De tout temps, l’ardent désir du Très Haut est que ceux qui veulent servir le, le fassent avec un esprit résolu. Le côté charnel humain est inimitié contre Dieu, et de ce fait, nous rend incapable d’une véritable adoration spirituelle. C’est ainsi que sur la même montagne plusieurs années avant, Josué plaça le peuple de Dieu face à leur responsabilité à savoir : rester indifférent, ou servir l’Éternel, acte renchéri par les termes : « choisissez qui vous voulez servir, c’est à vous de décider ». Au moment crucial, le patriarche avait comme Jotham, désiré sous le térébinthe, faire cette déclaration au peuple, quel que soit le choix de ce dernier (Josué 24.25).

Ceux qui sont assurés d’aller au ciel, doivent s’attendre à cheminer contre tous les courants contraires. Ils ne doivent pas suivre la majorité, mais au contraire, ceux qui pratiquent le bien. Personne ne peut prétendre avoir une conduite parfaite, en toutes circonstances, à moins qu’il ne se soumette devant Dieu, avant d’entreprendre toute action. Les Israélites furent d’accord avec Josué, étant influencés par l’exemple du patriarche, si richement béni. Pour mieux servir le Seigneur, nous devons bien observer la conduite des hommes pieux : quelle est leur influence vis-à-vis des autres, quel zèle ils manifestent pour accomplir leur tâche.

Comme au temps de Josué, la consécration pour Dieu est le résultat d’un choix délibéré, c’est pourquoi, il scella ce vœu par une cérémonie solennelle, en érigeant un monument. Par cette alliance, si les parties prenantes sombraient à nouveau dans le péché, leur sang retomberait sur leur tête. Que ce soit dans la maison de Dieu, à la table du Seigneur, ou même dans divers lieux où nous avons promis solennellement de le servir devant des témoins, nous pouvons être assurés que si nous défaillons, étant tentés de l’abandonner, Il saura placer la crainte dans notre cœur pour nous remettre dans le droit chemin. Dieu seul peut nous accorder la Grâce de bénir nos tentatives d’engagement à Son service !
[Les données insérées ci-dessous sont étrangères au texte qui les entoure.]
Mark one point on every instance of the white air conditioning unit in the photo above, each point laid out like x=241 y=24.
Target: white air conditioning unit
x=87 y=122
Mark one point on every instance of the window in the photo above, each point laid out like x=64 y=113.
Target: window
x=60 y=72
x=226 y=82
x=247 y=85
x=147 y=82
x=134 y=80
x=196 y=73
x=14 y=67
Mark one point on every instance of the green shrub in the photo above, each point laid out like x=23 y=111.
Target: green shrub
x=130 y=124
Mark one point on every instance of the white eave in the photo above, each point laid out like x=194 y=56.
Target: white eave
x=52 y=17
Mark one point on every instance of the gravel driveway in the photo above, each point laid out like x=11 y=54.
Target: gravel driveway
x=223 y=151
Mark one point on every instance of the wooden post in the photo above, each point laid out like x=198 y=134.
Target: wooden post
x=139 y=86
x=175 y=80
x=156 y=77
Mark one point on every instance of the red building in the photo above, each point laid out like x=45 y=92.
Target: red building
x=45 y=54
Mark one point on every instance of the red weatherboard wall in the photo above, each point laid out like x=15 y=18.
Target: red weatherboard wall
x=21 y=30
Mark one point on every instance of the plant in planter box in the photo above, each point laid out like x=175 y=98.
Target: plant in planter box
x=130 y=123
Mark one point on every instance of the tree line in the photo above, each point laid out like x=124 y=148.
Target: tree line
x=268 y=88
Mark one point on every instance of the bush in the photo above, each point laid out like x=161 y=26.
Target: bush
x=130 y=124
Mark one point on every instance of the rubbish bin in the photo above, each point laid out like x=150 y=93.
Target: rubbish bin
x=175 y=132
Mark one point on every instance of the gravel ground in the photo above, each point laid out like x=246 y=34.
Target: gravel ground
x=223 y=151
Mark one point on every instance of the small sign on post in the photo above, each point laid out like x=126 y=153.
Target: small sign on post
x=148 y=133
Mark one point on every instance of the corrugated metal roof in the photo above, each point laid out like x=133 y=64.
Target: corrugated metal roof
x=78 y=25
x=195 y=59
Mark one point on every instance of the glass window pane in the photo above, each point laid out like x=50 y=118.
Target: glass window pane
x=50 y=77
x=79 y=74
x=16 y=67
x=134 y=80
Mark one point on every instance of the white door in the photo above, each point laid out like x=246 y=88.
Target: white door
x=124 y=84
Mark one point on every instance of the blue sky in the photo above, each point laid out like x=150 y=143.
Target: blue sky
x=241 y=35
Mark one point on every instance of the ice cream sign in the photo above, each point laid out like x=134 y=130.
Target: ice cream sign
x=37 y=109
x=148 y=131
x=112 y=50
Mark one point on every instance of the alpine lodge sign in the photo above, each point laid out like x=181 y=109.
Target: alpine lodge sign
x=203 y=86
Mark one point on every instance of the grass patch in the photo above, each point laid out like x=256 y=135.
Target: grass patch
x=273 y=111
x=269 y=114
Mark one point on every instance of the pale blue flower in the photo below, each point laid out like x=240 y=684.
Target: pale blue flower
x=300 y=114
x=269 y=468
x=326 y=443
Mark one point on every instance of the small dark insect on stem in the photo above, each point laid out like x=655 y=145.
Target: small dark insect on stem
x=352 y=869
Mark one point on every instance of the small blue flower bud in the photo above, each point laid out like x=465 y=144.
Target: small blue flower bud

Le déroulement de toute bonne œuvre s’opère convenablement quand les personnes qui la gèrent lui consacrent toute leur attention. Les reproches que nos ennemis peuvent nous adresser, devraient nous motiver dans l’accomplissement de notre devoir, au lieu de nous décourager !

Comme Jotham qui avait toute la population de Sichem contre lui, Néhémie a en face des adversaires de taille à savoir : Sanballat, le Horonite, en colère et très irrité qui se moquait des Judéens (Néhémie 2.19 ; 4.1) ; les samaritains, frères de Sanballat et les soldats de Samarie (Néhémie 4.2) ; Tobija, le serviteur ammonite (Néh 2.19 ; 4.3) ; Guéschem, l’Arabe (Néhémie 2.19) ; Mais Sanballat, Tobija, les Arabes, les Ammonites et les Asdodiens (Néh 4.7) ; Juda, membre de famille, qui disait que les forces manquaient à ceux qui portaient les fardeaux, et les décombres étant considérables, il serait impossible de rebâtir, par conséquent, il fut tout arrêter immédiatement (Néh 4.10). L’attaque interne est toujours plus redoutable et l’ennemi aime bien cette stratégie.

Abner fut une épine aux pieds de David, et c’est bien Judas, homme de confiance, trésorier de l’équipe apostolique qui vendit son Maître.

Conclusion :

A chaque moment d’attaque ou de moquerie des ennemis, Néhémie recourait à l’Eternel ; priant et établissant une garde jour et nuit pour se défendre contre leurs attaques : «Ecoute, ô notre Dieu, comme nous sommes méprisés! Fais retomber leurs insultes sur leur tête, et livre-les au pillage sur une terre où ils soient captifs. Ne pardonne pas leur iniquité, et que leur péché ne soit pas effacé de devant toi; car ils ont offensé ceux qui bâtissent » (Néhémie 4.4-5,9).

De la même manière, retournons à Dieu et à ces méthodes lorsque nous sommes attaqués. Cessons les attitudes charnelle et fermons la bouche pour ne pas pécher lorsqu’il y a situation car à notre Dieu la vengeance et la rétribution.